A chess puzzle is a puzzle in which knowledge of the pieces and rules of chess is used to solve logically a chess-related problem. The history of chess puzzles reaches back to the Middle Ages and has evolved since then.
Usually the goal is to find the single best, ideally aesthetic move or a series of single best moves in a chess position, which was created by a composer or is from a real game. But puzzles can also set different objectives. Examples include deducing the last move played, the location of a missing piece, or whether a player has lost the right to castle. Sometimes the objective is antithetical to normal chess, such as helping (or even compelling) the opponent to checkmate one's own king.
See main article: Chess problem. While a chess puzzle is any puzzle involving aspects of chess, a chess problem is an arranged position with a specific task to be fulfilled, such as White mates in n moves. Chess problems are also known as chess compositions because the positions are specially devised, rather than arising from actual games. Chess problems are divided into orthodox and heterodox types, both covering a variety of genres.
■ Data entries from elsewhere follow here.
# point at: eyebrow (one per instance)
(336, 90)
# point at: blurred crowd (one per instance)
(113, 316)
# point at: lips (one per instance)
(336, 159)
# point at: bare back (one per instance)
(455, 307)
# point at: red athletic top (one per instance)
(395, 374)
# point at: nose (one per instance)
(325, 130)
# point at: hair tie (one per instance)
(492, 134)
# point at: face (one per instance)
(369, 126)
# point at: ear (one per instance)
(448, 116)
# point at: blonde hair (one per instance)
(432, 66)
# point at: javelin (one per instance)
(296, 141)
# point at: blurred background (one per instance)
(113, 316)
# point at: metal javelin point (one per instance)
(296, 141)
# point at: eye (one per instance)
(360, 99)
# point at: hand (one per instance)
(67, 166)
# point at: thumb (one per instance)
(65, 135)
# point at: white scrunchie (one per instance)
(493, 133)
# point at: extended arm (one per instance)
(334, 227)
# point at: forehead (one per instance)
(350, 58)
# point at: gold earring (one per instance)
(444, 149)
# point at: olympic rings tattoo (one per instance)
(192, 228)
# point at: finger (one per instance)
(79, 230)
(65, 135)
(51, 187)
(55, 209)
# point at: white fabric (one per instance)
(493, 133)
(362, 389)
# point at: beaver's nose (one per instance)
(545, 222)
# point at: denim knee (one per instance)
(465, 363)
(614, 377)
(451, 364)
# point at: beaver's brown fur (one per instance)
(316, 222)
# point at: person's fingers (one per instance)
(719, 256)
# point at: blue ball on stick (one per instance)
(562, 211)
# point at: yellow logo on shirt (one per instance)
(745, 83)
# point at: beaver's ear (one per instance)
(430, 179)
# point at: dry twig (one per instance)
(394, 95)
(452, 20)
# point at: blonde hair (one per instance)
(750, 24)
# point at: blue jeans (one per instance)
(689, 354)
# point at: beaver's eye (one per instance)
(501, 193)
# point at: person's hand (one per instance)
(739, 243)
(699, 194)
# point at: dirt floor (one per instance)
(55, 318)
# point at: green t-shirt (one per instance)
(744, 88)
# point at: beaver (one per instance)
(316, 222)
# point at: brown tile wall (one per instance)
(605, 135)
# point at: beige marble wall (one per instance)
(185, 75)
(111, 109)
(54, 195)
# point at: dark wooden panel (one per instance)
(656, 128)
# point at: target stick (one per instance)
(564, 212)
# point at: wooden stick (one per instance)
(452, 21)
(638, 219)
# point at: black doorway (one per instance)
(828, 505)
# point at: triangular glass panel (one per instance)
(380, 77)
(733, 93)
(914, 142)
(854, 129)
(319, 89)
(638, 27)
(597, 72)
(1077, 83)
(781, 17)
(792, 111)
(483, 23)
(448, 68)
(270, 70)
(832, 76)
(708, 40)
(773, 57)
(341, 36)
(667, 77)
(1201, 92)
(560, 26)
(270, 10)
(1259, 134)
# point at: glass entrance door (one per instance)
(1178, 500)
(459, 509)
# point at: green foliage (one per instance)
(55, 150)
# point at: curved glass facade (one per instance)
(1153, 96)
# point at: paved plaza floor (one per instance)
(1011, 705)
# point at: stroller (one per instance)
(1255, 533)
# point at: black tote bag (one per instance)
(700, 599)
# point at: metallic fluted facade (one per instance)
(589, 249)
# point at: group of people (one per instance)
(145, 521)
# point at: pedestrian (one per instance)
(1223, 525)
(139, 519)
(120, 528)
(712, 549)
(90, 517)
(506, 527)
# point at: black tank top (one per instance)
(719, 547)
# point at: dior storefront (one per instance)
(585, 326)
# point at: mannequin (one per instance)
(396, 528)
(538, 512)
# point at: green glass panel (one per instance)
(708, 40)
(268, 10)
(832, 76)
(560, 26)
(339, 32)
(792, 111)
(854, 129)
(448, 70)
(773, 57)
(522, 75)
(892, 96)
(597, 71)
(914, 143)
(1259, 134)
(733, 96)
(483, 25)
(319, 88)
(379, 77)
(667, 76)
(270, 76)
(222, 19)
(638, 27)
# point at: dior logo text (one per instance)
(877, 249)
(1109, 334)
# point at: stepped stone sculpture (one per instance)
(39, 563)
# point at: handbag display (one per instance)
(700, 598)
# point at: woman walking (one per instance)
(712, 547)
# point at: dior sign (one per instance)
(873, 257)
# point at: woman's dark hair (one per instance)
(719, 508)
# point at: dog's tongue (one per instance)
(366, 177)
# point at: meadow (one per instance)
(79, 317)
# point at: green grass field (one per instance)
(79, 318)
Orthodox chess problems employ the standard rules of chess and involve positions that can arise from actual game play (although the process of getting to that position may be unrealistic). The most common orthodox chess puzzle takes the form of checkmate in n moves. The puzzle positions are seldom similar to positions from actual play, and the challenge is not to find a winning move, but rather to find the (usually unique) move which forces checkmate as rapidly as possible.
Heterodox chess problems involve conditions that are impossible with normal play, such as multiple kings or chess variants, while fairy chess problems employ pieces not used in orthodox chess, such as the amazon (a piece combining the powers of the queen and the knight).
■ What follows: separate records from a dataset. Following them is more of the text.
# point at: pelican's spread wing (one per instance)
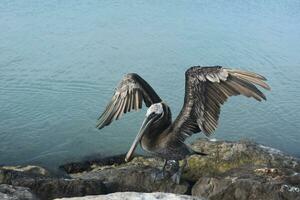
(129, 95)
(206, 89)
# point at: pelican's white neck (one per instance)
(156, 108)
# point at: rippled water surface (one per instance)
(60, 61)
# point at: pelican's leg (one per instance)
(176, 176)
(157, 176)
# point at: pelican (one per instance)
(206, 89)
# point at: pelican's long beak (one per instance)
(139, 136)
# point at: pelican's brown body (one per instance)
(158, 139)
(206, 89)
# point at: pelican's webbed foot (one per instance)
(177, 175)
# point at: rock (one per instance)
(231, 170)
(240, 170)
(10, 173)
(244, 155)
(137, 196)
(9, 192)
(133, 176)
(243, 170)
(243, 189)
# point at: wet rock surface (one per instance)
(231, 170)
(138, 196)
(9, 192)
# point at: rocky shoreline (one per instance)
(231, 170)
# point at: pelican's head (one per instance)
(154, 112)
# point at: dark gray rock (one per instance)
(137, 196)
(134, 176)
(232, 188)
(231, 170)
(9, 192)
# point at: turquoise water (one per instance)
(60, 61)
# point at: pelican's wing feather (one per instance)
(129, 95)
(206, 89)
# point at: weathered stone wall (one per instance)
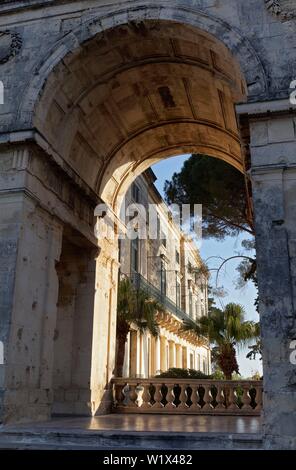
(273, 150)
(42, 192)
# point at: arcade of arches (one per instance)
(100, 109)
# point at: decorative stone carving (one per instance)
(284, 9)
(10, 45)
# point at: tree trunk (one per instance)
(120, 355)
(227, 361)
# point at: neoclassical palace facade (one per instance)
(167, 267)
(95, 93)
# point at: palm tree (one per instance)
(225, 329)
(134, 306)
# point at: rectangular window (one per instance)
(190, 304)
(198, 362)
(163, 279)
(178, 294)
(158, 227)
(196, 309)
(191, 361)
(135, 192)
(135, 255)
(204, 366)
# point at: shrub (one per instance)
(175, 372)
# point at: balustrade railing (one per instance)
(214, 397)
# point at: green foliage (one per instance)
(134, 306)
(226, 329)
(220, 188)
(175, 372)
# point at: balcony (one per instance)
(141, 283)
(193, 396)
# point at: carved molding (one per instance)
(10, 45)
(283, 9)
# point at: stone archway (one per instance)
(118, 104)
(80, 135)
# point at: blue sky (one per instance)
(226, 248)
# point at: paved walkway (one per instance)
(150, 423)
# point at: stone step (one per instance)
(119, 440)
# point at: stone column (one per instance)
(104, 329)
(273, 151)
(179, 354)
(172, 354)
(126, 365)
(30, 245)
(184, 358)
(134, 353)
(163, 353)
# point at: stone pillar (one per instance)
(273, 152)
(157, 355)
(143, 356)
(126, 364)
(172, 354)
(133, 353)
(163, 353)
(179, 354)
(30, 245)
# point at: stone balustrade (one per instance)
(216, 397)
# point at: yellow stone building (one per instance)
(168, 267)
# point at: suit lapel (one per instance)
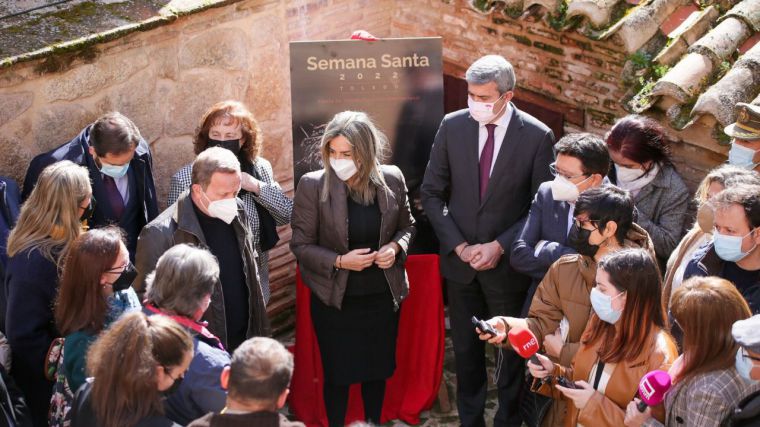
(506, 153)
(339, 207)
(471, 138)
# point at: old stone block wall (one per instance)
(583, 76)
(564, 66)
(165, 78)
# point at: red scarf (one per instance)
(199, 327)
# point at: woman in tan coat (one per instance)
(351, 230)
(561, 307)
(625, 338)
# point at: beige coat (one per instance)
(320, 233)
(608, 409)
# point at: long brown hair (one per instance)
(80, 304)
(368, 149)
(124, 361)
(706, 309)
(237, 112)
(49, 219)
(634, 272)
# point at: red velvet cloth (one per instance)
(419, 353)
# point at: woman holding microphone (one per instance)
(625, 338)
(706, 384)
(351, 230)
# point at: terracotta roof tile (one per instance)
(686, 36)
(705, 46)
(740, 84)
(640, 25)
(598, 12)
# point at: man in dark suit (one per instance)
(485, 166)
(121, 172)
(10, 205)
(582, 163)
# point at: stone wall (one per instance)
(165, 78)
(582, 76)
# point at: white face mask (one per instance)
(563, 190)
(225, 209)
(344, 168)
(483, 112)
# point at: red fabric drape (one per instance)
(419, 353)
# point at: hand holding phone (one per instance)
(483, 326)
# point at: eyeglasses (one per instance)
(555, 172)
(119, 269)
(747, 356)
(166, 370)
(581, 223)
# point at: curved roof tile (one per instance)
(740, 84)
(598, 12)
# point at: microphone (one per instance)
(652, 389)
(525, 344)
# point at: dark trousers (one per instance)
(483, 301)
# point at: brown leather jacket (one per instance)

Chess puzzles can also be regular positions from a game (with normal rules), usually meant as training positions, tactical or positional, from all phases of the game (openings, middlegame and endings). These are known as tactical puzzles. They can range from a simple "Mate in one" combination to a complex attack on the opponent's king. Solving tactical chess puzzles is a very common chess teaching technique. Although it is unlikely that the same position will occur in a game the student plays, the recognition of certain patterns can help to find a good move or plan in another position.
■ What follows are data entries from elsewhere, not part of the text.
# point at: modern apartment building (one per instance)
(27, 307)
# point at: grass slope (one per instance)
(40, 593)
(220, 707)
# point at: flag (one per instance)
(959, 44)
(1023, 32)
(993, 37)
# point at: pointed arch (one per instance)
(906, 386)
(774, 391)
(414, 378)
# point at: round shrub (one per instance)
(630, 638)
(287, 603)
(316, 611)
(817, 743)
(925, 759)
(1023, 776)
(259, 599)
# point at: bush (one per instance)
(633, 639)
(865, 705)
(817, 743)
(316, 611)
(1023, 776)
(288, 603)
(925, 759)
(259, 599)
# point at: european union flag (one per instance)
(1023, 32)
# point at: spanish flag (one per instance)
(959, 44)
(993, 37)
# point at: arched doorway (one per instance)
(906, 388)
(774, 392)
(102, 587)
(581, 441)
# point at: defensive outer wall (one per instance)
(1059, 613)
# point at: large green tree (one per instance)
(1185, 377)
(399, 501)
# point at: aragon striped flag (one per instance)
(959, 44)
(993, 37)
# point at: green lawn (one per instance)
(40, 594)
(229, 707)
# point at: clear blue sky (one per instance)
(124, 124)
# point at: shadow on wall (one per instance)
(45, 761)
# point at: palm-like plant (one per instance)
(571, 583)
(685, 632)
See main article: article and Mathematical chess problem. Some chess problems, like the eight queens puzzle or the knight's tour problem, have connections to mathematics, especially to graph theory and combinatorics. Many famous mathematicians have studied such problems, including Euler, Legendre, and Gauss. Besides finding a solution to a particular puzzle, mathematicians are usually interested in counting the total number of possible solutions, finding solutions with certain properties, and generalization of the problems to n×n or rectangular boards.